Sparse Matrix—A Case Study in Layered Abstraction

Thomas F. Hain, Ph.D.

School of Computer & Information Sciences,

University of South Alabama

Mobile, Alabama

hain@cis.usouthal.edu

© May 5, 1999

Exposition for Instructor

A sparse matrix behaves like a two dimensional array, with the characteristic that most of the elements are zero. To save memory space, only the nonzero elements are actually saved, together with enough information to save or infer the indexes. In the described laboratory assignment, the mechanism of the sparse matrix is an array (row index) of linked lists storing only the nonzero values within a row, together with the column index of the saved element.

A sparse matrix design/implementation has been a very successful second laboratory assignment in a Data Structures course using an object-oriented implementation language (here using C++ as the sample language). In my case, the students have had CS1 and CS2 (using Java). In Data Structures I emphasize the use of C++ in the implementation of ADTs, and do not place much emphasis on inheritance and polymorphism, leaving those issues to CS2, Computer Languages, and Software Engineering. The first lab taken by the students is a very short, get-acquainted-with-the-syntax, exercise.

The educational goals of the described lab are to:

 

Laboratories

The lab assignment could be to design and implement a sparse matrix class to support a client program provided by the instructor. This client program may be nothing more than a test driver. Naturally, the public interface for the sparse matrix class would have to be specified, or can be induced from the client program. Associated with this simple lab specification must be a class discussion or handout of the mechanics of a sparse matrix (see below), and appropriate layers of abstraction. The layers of abstraction imply the design, implementation, and testing appropriate classes.

The layers are:

1. A keyed data element in a list, consisting of a data value, and a key (later used as an index). This is a rather trivial class, but eventually allows the clean separation of data from links in a linked list node.

2. A list of data values, each with an associated key, implemented as a linked list.

3. A sparse vector, whose public behavior mimics that of an ordinary one dimensional array, but whose implementation is a (linked) list of all non-zero data values, each with an associated index, in the array.

4. A sparse array, whose public interface mimics that of an ordinary two dimensional array, but whose underlying implementation is an array of sparse matrices.

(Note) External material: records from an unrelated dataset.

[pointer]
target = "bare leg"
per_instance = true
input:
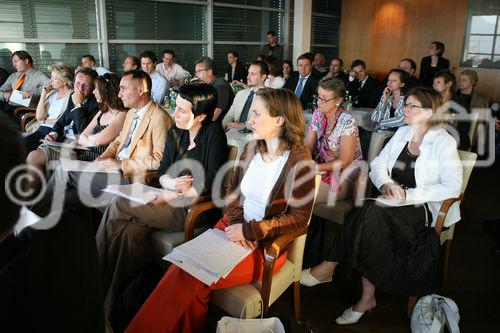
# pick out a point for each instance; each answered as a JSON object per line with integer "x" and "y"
{"x": 36, "y": 159}
{"x": 324, "y": 271}
{"x": 367, "y": 301}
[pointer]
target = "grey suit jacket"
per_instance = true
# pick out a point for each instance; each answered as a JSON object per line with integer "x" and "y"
{"x": 35, "y": 80}
{"x": 479, "y": 100}
{"x": 234, "y": 113}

Another approach would be to break the assignment into two labs or phases:

1. Design, implement, and test an unsorted list of values together with an integer key, with the usual operations: search for element (by key), insert element (maintaining unique keys), delete element, copy list, etc. The implementation should be based on the idea of a linked list class. Discuss the relative advantages/disadvantages of singly versus doubly linked, linear versus circular, sentinel controlled versus no sentinel, lists. It should be clear that singly linked, circular, sentinel controlled lists fit the bill and not cause excessive overhead.

2. Design, implement, and test a sparse vector class using the list developed in lab 1. Then design, implement and test a sparse array using the sparse vector class

Yet a third approach would be to break the project into three phases:

1. Create a list class, as above.

2. Create a sparse vector class, using the list class.

3. Use C++ templates to make the list into a generic list, and do the same for the sparse vector class. Then build a generic sparse array class using the generic sparse vector class.

 

Guide to Instructor

One of the most difficult aspect in the implementation of a sparse vector is to provide a natural looking interface. C++ has the mechanisms to provide that, in this case through operator overloading. We would like to support the client of the sparse vector class to be able to do things like:

1. sv[4] = 5;

2. x = sv[4] + 5;

3. x = 5 + sv[5];

4. cout << sv[5];

5. cout << sv;

6. sv[1] = sv[2] = sv[3] = 0;

It should be noted that this most natural syntax, and the concomitant expected semantics, is partly provided by overloading the index operator in C++, operator[]. However, the return type of operator[] is used as both an lvalue (lines 1 and 6), and rvalue (lines 2, 3, 4, and 6.) To provide the described behavior requires that the returned type of operator[] be something that has a type that I call a ValueAgent. In the ValueAgent class one can overload the assignment operator, which will take care of lines 1 and 6 above, one can provide a cast operation (which will be used automatically) to type Value (the type of the sparse matrix elements), for lines 2, 3, and 6, and one can overload operator<<(ostream&, ValueAgent&) to provide the correct behavior for lines 4 and 5.

Lab Specification Handout

The following lab handout was given to the students. It is short and sweet by the nature of the assignment, but followed up with an exposition in class, and periodic class discussions as needed. It was regarded as a difficult, but satisfying lab.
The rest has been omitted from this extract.